Longtime Lake Forest resident and classical music enthusiast Megan Morris says Rendezvous Arts brings a fresh perspective and approach to presenting classical music on the North Shore, especially given its local partnerships.
“I think a lot of people in our community have a real soft spot for Gorton in general and the fact that Rendezvous Arts has partnered with Gorton is a win, win for me,” Morris says. “That’s a really important piece of the puzzle for me personally. If Rendezvous Arts were in Highland Park or in Deerfield or another community, I would probably still go, but it’s really juicy for me that it’s local.”
To have a group of musicians like Rendezvous Arts, Morris says, contributes so much to both the Gorton Center and the community. She says having a dynamic leader such as Stevenson has upped the excitement for classical and chamber music in Lake Forest.
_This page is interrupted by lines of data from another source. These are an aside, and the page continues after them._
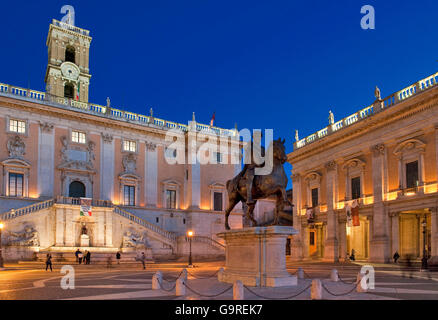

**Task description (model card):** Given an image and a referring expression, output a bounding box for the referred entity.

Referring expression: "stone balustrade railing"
[0,83,237,137]
[294,72,438,150]
[114,206,177,243]
[0,199,54,221]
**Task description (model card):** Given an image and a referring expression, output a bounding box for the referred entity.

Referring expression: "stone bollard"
[297,268,304,279]
[356,273,368,292]
[217,268,225,281]
[175,277,186,296]
[152,271,163,290]
[180,269,187,281]
[330,269,339,282]
[310,279,322,300]
[233,280,244,300]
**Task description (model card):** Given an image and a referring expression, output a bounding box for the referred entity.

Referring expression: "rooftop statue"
[225,139,292,230]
“I thought it was really cool how she created a venue not only for the musicians but then brought artists and their artwork to kind of tie in a theme,” says Morris. “So that just adds another depth to the experience.”
And while there are other options to see and hear live music on the North Shore, such as Ravinia during the summer, Morris says having a place in the heart of Lake Forest to experience highquality classical music makes Rendezvous Arts unique.
“The fact that we can pop into Gorton and have that level of music for an hour or two makes it so easy,” she says. “To have so many different groups and musicians I think is amazing.”